June 7, 2011

The Attack on the USS Liberty and the Lavon Affair

Today on June 8, exactly 44 years have passed since the USS Liberty was attacked by Israeli fighter jets.

The USS Liberty was stationed outside the Egyptian coast in 1967 when Israel was attacking Egypt. Egypt had tried to save the Palestinians in the Gaza Strip from being invaded in what is known as the Six-Day War, today portrayed by the media as an Egyptian attempt to invade Israel. Thanks to the massive supply of modern weaponry from the U.S. and Britain, Israel could invade Egypt and occupy the Sinai Peninsula.


The USS Liberty was a surveillance ship listening in on Egyptian and Israeli communications. On June 8, Israeli fighter jets circled over the ship several times. The ship was easily recognizable as American and was flying under American flag. The crewmen also unfolded a large American flag on deck. They informed of their nationality on several radio channels, which could be heard as far away as Lebanon. 

At 2 pm, unmarked Israeli aircraft began attacking the ship with 20-caliber rounds. No warning was given, no attempt to contact the ship was made. The USS Liberty was unarmed and could not defend itself. A napalm bomb was used to attack the crewmen on the ship’s deck.

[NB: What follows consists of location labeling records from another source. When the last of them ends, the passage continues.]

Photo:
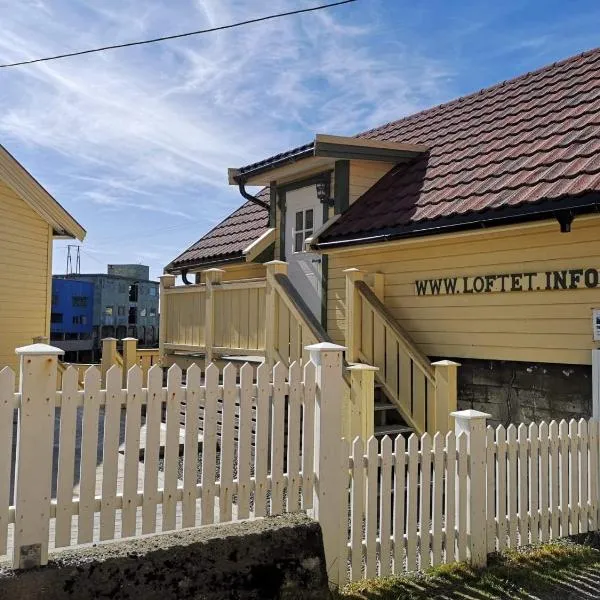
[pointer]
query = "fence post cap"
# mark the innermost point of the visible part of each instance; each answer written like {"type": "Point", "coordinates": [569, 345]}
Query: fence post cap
{"type": "Point", "coordinates": [470, 414]}
{"type": "Point", "coordinates": [325, 347]}
{"type": "Point", "coordinates": [445, 363]}
{"type": "Point", "coordinates": [39, 349]}
{"type": "Point", "coordinates": [362, 367]}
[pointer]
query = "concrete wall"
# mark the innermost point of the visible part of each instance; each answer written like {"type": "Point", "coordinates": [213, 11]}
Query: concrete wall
{"type": "Point", "coordinates": [515, 392]}
{"type": "Point", "coordinates": [280, 557]}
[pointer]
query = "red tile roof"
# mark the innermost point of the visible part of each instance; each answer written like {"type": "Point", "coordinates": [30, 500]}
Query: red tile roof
{"type": "Point", "coordinates": [227, 240]}
{"type": "Point", "coordinates": [534, 138]}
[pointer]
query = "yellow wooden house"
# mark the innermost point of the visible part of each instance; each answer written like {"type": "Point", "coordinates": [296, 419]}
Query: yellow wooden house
{"type": "Point", "coordinates": [31, 220]}
{"type": "Point", "coordinates": [466, 234]}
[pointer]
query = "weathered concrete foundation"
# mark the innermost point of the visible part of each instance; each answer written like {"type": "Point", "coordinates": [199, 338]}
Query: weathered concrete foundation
{"type": "Point", "coordinates": [515, 392]}
{"type": "Point", "coordinates": [280, 557]}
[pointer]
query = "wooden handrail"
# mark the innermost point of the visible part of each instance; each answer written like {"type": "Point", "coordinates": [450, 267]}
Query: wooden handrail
{"type": "Point", "coordinates": [403, 338]}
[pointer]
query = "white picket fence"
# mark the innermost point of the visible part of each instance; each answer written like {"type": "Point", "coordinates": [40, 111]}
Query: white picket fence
{"type": "Point", "coordinates": [426, 501]}
{"type": "Point", "coordinates": [270, 442]}
{"type": "Point", "coordinates": [259, 461]}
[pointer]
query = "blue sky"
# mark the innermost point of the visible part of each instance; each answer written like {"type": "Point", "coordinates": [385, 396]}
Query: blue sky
{"type": "Point", "coordinates": [136, 143]}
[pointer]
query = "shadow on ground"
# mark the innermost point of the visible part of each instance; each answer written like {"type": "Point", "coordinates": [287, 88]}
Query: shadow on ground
{"type": "Point", "coordinates": [558, 571]}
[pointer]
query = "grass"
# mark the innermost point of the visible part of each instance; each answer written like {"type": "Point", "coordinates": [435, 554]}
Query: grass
{"type": "Point", "coordinates": [561, 570]}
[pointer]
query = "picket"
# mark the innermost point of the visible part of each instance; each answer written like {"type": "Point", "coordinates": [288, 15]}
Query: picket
{"type": "Point", "coordinates": [190, 445]}
{"type": "Point", "coordinates": [132, 451]}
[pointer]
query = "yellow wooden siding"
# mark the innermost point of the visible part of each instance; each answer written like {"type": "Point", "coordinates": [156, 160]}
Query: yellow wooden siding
{"type": "Point", "coordinates": [364, 174]}
{"type": "Point", "coordinates": [25, 275]}
{"type": "Point", "coordinates": [540, 326]}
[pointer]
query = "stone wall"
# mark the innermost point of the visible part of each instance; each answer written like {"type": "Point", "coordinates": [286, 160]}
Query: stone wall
{"type": "Point", "coordinates": [280, 557]}
{"type": "Point", "coordinates": [515, 392]}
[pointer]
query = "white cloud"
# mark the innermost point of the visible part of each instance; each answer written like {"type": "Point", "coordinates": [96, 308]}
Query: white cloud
{"type": "Point", "coordinates": [149, 132]}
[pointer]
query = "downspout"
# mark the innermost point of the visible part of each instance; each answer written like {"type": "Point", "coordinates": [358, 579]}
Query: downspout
{"type": "Point", "coordinates": [242, 187]}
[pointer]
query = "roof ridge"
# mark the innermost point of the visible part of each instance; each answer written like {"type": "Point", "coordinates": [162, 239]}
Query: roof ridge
{"type": "Point", "coordinates": [465, 97]}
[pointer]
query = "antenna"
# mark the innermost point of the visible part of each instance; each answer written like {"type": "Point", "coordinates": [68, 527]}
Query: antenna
{"type": "Point", "coordinates": [70, 270]}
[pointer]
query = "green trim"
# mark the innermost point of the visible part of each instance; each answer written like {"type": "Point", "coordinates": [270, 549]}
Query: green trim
{"type": "Point", "coordinates": [332, 150]}
{"type": "Point", "coordinates": [342, 186]}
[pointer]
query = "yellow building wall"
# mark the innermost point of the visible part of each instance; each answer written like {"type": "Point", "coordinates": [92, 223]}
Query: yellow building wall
{"type": "Point", "coordinates": [25, 275]}
{"type": "Point", "coordinates": [541, 326]}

Then three Israeli torpedo boats appeared and started attacking. The USS Liberty was hit by torpedoes but didn’t sink. The crew called for help, and American fighter jets were launched from Cyprus. For unknown reasons the American planes were called back, and the USS Liberty was left to fend for itself.

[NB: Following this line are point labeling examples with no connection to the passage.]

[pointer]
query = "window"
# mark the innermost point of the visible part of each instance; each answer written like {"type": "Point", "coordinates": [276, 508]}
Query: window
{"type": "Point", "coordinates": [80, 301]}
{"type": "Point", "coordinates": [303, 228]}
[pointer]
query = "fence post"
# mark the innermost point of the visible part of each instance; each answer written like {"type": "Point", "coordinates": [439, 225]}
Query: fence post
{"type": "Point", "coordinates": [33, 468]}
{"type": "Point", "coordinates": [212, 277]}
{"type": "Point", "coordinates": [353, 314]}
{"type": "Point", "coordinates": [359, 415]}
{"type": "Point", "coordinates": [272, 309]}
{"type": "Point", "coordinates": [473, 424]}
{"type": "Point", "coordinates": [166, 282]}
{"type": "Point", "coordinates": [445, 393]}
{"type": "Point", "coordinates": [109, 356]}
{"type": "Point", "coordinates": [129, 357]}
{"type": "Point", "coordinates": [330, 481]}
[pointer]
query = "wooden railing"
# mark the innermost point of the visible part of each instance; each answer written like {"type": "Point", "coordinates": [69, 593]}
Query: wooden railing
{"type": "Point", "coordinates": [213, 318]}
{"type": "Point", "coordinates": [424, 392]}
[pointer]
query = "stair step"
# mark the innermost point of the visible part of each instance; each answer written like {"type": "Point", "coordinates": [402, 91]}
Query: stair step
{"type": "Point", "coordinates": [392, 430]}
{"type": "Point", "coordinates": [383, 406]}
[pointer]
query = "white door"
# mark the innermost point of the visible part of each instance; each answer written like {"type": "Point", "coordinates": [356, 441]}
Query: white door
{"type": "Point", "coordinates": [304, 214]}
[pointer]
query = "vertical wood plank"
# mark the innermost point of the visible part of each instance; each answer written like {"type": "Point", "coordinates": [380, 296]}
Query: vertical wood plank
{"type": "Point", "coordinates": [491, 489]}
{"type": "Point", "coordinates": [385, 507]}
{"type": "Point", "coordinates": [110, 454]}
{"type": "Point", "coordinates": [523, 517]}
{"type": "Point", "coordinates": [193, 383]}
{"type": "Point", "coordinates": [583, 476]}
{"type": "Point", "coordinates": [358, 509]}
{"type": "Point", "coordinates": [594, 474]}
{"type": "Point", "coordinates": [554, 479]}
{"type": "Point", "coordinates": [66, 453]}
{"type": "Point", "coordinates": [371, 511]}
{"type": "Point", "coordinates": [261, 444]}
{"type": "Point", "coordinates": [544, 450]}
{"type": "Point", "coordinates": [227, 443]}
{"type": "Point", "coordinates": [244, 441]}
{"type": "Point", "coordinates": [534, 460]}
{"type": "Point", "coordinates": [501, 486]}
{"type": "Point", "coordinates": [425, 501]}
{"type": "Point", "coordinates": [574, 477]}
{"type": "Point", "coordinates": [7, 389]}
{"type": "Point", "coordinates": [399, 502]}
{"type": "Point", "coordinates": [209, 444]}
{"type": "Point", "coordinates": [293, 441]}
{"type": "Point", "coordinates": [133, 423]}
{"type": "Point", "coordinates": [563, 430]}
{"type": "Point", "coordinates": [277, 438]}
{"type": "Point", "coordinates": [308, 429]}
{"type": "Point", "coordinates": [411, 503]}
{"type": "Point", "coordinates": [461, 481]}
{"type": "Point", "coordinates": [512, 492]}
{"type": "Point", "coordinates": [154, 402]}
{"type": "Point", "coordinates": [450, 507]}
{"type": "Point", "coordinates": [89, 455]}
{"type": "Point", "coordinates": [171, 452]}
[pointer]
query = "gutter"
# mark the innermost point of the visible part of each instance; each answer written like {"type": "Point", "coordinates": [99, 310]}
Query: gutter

One of the Israeli pilots told his commanders over radio that he could tell it was an American ship and did not want to fire, but he was given firm orders to attack. He refused and returned to base, where he was arrested.  Fifteen years later, a dual-citizen Israeli major told survivors of the attack that he was in an Israeli war room when he heard the pilot’s radio report. The major said it was clear to both the pilots and every commander in the war room that the ship was American. Nevertheless the attack went on for two hours.

Throughout the attack the USS Liberty kept moving westward, and eventually could return to port in Cyprus, badly damaged. The ship didn’t sink, but 34 Americans had been killed. 173 were wounded.


An investigation was held by the U.S. Navy, which accepted the Israeli explanation that they had believed it to be an Egyptian ship. The crewmen were threatened with severe consequences to their careers should they talk about the attack. The Liberty’s commander, Captain McGonagle, has defied the warning and written a book about the attack. He has therefore been accused in the media of being an “anti-Semite.” The same accusation has been leveled against all crew members who have demanded justice for the attack.

In 2007 it was revealed in the Chicago Tribune that the U.S. National Security Agency had picked up radio communications by the Israeli Air Force where the pilots identified the ship as American and were ordered to attack. This information had been kept secret for forty years.

There was a near-complete media cover-up, and to this day few Americans have heard of how one of their naval ships was almost sunk outside the Egyptican coast. Had the attack succeeded in sinking the ship, it would most likely have been blamed on Egypt to pull the U.S. into the war, or to justify Israel’s actions in Egypt.

This is strongly reminiscent of the Lavon Affair, where Israeli agents, working with Egyptian Jews, planted bombs in buildings in Egypt, including a U.S. Information Agency libraries in Alexandria and Cairo on July 14, 1954. A British-owned theater was also bombed. A post office in Alexandria has been firebombed on July 2. False evidence was prepared to make it seem like Arab terrorists had carried out the attacks, but one of the bombs went off prematurely and the spy ring could be arrested by the Egyptian authorities. When the spy ring was revealed to be led by Israeli agents, Israel blamed "anti-Semitism" for the accusations. It has been shown conclusively that the attacks were indeed organized by Israel, and yet almost no Americans know of this attack.

Every U.S. president has joined in the cover-up both of the USS Liberty attack and the Lavon Affair. Not one of them brings up the attacks, carried out by a U.S.-supplied and U.S.-funded Israeli military. Instead Israel is still called "our brave ally in the Middle East" and "the first line of defense against Islamofascism."